Saturday, March 21, 2009
Lemon Yogurt Cake
I'm not doing a lot of cooking for a few days, as we have all sorts of dinners planned and all of them are away from our home. But I had to make this cake today, for two reasons: I couldn't stay out of the kitchen any longer, and I had about a million tiny lemons that my parents gave me from their tree. The logical choice was to make a lemon cake, and the logical chef to turn to for the recipe was Ina Garten.
This is her delicious, tangy, fluffy and sweet lemon yogurt cake. It's magnificent. I changed up a few ingredients to make it more my style. I have recommended using lowfat Greek style yogurt, but feel free to use the yogurt of your choice. I was a little low on yogurt so I made up the difference with skim milk, and the cake came out perfectly just the same.

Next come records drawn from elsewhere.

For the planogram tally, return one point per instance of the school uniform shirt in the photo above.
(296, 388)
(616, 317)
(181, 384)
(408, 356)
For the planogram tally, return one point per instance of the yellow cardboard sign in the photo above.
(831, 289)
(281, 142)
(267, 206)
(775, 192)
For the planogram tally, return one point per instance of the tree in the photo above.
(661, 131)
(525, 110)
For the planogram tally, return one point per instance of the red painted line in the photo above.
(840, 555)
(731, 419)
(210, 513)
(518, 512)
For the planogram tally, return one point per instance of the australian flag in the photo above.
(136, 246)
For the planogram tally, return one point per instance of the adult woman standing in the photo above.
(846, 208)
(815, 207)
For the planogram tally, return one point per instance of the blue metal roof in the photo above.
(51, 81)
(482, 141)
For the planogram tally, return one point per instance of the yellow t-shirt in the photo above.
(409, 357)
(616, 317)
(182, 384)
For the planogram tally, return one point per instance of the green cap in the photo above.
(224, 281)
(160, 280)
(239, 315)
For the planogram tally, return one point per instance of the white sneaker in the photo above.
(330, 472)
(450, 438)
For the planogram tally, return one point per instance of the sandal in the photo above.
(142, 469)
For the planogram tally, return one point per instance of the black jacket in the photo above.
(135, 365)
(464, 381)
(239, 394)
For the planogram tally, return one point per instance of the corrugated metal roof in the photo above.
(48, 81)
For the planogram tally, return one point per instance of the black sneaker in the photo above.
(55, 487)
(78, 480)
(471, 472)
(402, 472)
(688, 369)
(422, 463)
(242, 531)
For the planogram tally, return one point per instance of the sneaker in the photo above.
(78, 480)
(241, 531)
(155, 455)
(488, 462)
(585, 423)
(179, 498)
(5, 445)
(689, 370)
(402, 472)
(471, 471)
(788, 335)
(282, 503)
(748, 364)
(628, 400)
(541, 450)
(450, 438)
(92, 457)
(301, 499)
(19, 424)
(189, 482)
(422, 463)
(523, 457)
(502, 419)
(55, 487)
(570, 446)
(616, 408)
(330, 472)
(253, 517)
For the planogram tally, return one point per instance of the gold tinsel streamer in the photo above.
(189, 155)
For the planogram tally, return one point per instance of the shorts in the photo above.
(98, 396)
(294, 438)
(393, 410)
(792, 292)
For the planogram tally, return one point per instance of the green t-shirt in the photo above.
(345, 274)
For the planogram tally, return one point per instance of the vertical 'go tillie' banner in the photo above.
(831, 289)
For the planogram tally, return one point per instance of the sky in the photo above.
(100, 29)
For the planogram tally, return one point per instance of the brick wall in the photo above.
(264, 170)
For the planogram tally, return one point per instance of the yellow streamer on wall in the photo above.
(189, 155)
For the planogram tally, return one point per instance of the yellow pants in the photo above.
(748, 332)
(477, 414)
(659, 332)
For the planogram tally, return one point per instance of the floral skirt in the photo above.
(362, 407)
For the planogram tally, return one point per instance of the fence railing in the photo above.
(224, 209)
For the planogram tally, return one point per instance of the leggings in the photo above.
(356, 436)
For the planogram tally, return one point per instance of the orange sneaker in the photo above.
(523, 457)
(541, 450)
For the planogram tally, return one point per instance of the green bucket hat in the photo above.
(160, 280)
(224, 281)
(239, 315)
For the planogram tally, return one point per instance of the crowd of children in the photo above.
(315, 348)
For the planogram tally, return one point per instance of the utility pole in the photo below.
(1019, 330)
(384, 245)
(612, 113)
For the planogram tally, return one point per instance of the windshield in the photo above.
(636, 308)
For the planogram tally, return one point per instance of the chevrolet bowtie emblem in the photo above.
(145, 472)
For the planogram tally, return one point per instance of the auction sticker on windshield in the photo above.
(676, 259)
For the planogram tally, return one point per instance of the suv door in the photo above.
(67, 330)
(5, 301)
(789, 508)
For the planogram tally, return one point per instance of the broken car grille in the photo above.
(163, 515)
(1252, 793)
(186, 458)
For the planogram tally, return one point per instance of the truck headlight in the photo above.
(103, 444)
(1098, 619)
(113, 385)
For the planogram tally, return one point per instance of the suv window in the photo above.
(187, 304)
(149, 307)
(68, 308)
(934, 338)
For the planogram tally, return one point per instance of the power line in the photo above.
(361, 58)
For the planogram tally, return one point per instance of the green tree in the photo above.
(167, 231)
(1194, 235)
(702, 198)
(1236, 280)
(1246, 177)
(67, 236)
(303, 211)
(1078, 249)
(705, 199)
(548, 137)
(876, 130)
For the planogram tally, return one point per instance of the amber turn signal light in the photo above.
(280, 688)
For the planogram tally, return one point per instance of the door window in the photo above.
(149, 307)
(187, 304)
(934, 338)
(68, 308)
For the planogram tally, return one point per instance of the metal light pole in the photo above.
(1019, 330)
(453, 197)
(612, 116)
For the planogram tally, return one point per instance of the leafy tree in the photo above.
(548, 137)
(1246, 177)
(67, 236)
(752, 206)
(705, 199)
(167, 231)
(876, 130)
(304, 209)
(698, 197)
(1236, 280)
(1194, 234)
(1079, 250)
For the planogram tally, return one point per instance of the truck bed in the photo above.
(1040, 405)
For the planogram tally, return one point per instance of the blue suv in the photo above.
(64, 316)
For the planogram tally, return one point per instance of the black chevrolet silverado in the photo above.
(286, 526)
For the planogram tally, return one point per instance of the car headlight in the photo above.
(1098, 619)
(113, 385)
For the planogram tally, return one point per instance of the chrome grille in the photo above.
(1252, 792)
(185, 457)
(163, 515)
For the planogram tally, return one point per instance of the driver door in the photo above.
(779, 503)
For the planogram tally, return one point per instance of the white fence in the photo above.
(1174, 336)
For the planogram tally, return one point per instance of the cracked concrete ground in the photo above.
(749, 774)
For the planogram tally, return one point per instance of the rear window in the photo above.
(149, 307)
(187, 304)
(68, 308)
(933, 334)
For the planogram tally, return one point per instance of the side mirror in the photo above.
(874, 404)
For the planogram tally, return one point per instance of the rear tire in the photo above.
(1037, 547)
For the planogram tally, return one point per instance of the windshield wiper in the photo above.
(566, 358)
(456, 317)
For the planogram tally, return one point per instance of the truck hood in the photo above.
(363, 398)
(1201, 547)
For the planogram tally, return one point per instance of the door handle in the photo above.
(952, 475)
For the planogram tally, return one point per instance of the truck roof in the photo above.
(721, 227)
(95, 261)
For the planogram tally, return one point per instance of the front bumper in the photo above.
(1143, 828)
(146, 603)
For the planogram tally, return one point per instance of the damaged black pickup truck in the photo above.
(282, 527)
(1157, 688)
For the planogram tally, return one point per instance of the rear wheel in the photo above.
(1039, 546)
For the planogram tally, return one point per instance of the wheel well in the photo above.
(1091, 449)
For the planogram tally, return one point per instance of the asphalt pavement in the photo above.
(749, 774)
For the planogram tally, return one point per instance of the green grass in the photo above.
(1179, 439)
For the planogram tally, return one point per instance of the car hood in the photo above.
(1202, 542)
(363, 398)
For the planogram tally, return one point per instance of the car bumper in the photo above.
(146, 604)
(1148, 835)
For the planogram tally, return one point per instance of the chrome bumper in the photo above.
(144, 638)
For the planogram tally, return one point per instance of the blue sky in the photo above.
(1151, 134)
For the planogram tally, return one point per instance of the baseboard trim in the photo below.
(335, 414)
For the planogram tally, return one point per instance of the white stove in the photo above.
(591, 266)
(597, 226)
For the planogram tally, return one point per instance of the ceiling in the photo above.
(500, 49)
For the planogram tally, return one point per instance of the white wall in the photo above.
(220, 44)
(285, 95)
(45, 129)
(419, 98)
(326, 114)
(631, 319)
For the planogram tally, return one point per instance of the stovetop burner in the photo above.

The glaze is very tart, and nicely complements the sweetness of the cake. This cake just screams out "afternoon tea." That, and "eat me!"
Lemon Yogurt Cake
adapted from The Barefoot Contessa at Home
makes one loaf cake
1 1/2 cups whole wheat pastry flour
2 teaspoons baking powder
1/2 teaspoon kosher salt
1 cup plan lowfat Greek yogurt
1 cup plus 1 tablespoon sugar
3 large eggs
2 teaspoons grated lemon zest (approximately 1 large lemon)
1/2 teaspoon pure vanilla extract
1/2 cup vegetable oil
1/3 cup freshly squeezed lemon juice
1. Preheat oven to 350. Grease and flour an 8 1/2 by 4 1/4 by 2 1/2-inch loaf pan.
2. Whisk together the flour, baking powder and salt in a medium bowl. In a separate large bowl, or the bowl of a standing mixer, mix the yogurt, 1 cup sugar, the eggs, lemon zest, vanilla and oil. Slowly stir the dry ingredients into the wet ingredients.
3. Pour batter into the prepared pan and bake for about 50 minutes, or until a knife or toothpick inserted into the middle comes out clean.
4. Meanwhile, cook the 1/3 lemon juice and remaining 1 tablespoon sugar in a small pan over medium-high heat, until sugar dissolves and mixture is clear and smooth. Set aside.
5. When cake is done, cool for 10 minutes in the pan, then transfer to a cooling rack over a baking sheet. Drizzle the glaze over the loaf and spread it with a pastry brush to evenly distribute. (You might want to brush the sides of the loaf as well). Let cool, and serve.
This brings back so many memories for me, of the lemon tea cake my mother always used to make (and still does), and of the fact that the only type of yogurt I would eat as a kid was lemon flavored. Go figure.